One big problem is that TSMC has been trying to do things the Taiwanese way, even in the U.S. In Taiwan, TSMC is known for extremely rigorous working conditions, including 12-hour work days that extend into the weekends and calling employees into work in the middle of the night for emergencies. TSMC managers in Taiwan are also known to use harsh treatment and threaten workers with being fired for relatively minor failures.
TSMC quickly learned that such practices won’t work in the U.S. Recent reports indicated that the company’s labor force in Arizona is leaving the new plant over these perceived abuses, and TSMC is struggling to fill those vacancies. TSMC is already heavily dependent on employees brought over from Taiwan, with almost half of its current 2,200 employees in Phoenix coming over as Taiwanese transplants.
The move to begin manufacturing chips in Arizona was seen as one way to boost advanced chip-making in the U.S. and reduce reliance on Taiwan imports. Given rising tensions between the United States, China, and Taiwan, this is considered to be of vital importance. U.S. Commerce Secretary Gina M. Raimondo says the country purchases 92 percent of its most advanced chips from Taiwan.

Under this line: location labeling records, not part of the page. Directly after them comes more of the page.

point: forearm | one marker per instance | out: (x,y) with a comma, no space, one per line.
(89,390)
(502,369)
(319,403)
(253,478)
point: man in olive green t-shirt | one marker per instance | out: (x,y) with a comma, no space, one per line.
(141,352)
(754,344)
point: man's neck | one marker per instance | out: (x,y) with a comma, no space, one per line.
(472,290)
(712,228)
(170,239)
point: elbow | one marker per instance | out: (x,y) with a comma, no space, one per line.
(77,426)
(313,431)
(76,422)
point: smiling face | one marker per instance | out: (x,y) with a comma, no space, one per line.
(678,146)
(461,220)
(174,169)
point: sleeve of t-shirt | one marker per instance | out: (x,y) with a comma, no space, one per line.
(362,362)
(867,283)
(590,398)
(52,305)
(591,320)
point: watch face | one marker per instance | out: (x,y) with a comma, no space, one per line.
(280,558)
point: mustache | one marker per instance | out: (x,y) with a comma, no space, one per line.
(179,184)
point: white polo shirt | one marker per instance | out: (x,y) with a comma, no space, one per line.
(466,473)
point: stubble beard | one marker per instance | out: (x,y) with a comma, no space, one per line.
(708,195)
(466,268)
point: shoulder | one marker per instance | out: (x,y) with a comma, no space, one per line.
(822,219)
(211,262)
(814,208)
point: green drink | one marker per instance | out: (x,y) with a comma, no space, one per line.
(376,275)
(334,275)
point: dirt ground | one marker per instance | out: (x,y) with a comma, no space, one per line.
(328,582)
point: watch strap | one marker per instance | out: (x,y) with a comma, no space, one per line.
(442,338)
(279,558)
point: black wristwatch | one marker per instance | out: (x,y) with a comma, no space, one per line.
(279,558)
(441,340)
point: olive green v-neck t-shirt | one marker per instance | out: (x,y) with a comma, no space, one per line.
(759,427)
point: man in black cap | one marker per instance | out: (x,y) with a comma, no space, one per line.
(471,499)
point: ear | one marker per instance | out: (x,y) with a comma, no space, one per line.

TSMC has committed $65 billion to the project, The New York Times notes. Furthermore, the facility has a $6.6 billion grant from the U.S. government under the CHIPS and Science Act.
The plan is to create 6,000 jobs as TSMC builds out the rest of the facility. Ultimately, TSMC will have three different factories at its Phoenix campus, and it desperately wants to reduce the ratio of Taiwanese immigrants to local hires.
“We want to make this site a successful site and a sustainable site,” according to Richard Liu, director of employee communications and relations at the Arizona site. “Sustainable means that we cannot keep relying on Taiwan sending people here.”
In response to an uptick in engineering positions at TSMC and elsewhere, nearby colleges and universities have increased their curriculum in fields like electrical engineering. TSMC has collaborated in many of these programs with apprenticeships, internships, research projects, and career fairs. It’s also working with colleges and tech-oriented high schools to build clean rooms, the heart of semiconductor manufacturing, to give students exposure to the environments.
To help deal with the culture clash, TSMC has been sending U.S. employees to Taiwan to observe the Taiwanese way. At the same time, the chipmaker is putting its managers through communications training to help them better work with U.S. employees.
If TSMC is going to succeed with its Arizona chip-making venture, it needs to come to terms with the fact that it’s not the only game in town there. While TSMC is considered by many in Taiwan as the pinnacle of engineering jobs, other companies in Arizona are competing for that labor pool. Intel, in particular, is expanding its Arizona chip factory.